Me: Yeah, but if you win, they give you a gold pin to wear on your badge. Plus, they give you this really cool statuette. And you get to say you’re a RITA winner. Not just a nominee. <Okay, now I’m sounding ridiculous. And I have the sneaking suspicion there was a teensy-weensy whiny sound happening in here. Just say, “screw you” and hang up.> Listen, I have to go. But, I really appreciate the support.
Ex-Friend: No sweat. What are friends for?
Me: What do you mean you need a picture of me? <Please don’t let me sound as panicked as I feel!>
RWA: Day, you’ve been through this eleven times. We always need a picture of you for publicity purposes.
Me: You don’t get it. I don’t have pictures of me. I don’t have them on purpose.
RWA: We need one by April 9th. A recent one.
Me: <Recent? Rats! Foiled again! And in only two weeks. I need to lose 359 pounds and 20 years in two weeks. Yeah, that’ll happen.> Look, I don’t think two weeks is going to cut it. I’m not sure two years will be enough. Can’t we just use my dog’s picture? Yoda’s really cute.
Me: Look, I’ll try. But you’re asking to have someone take a picture of me that doesn’t look like I’m A) unbelievably old; B) unbelievably fat; and C) okay, maybe not ugly, but at least it would help if I looked a little less like Cinderella’s evil stepmother.
RWA: Okay, do that.
Me: Okay, no. <I hate when people go silent. I know I’m supposed to outwait them. That’s the trick. Just stay silent until they cave first.> But I’ll do my best. <I get hit by a sudden realization.> Wait. They put our pictures up on a really big screen during the ceremony, don’t they?

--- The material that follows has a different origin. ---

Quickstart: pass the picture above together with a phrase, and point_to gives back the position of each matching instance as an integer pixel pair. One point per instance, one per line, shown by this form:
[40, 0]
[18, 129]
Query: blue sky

Me: <Images of a ginormous, well, me runs through me head. I cannot handle this!> Fine. I’ll do it. But, I’m giving you fair warning. My husband sucks at photography. So, don’t be surprised if I look a little fuzzy around the edges, have droopy ears, a big old toothy grin, and a moustache. It’s me, not Yoda. Really.
Bottom line? I really am proud to have received an eleventh RITA nomination. It doesn’t matter whether I win a gold dancing lady. I’m already a winner because I get to write books I absolutely love and associate with some of the most wonderful people in the industry. And that’s what’s truly important. The rest? It’s icing. Which I can’t eat if I ever hope to lose those 359 pounds. Ever.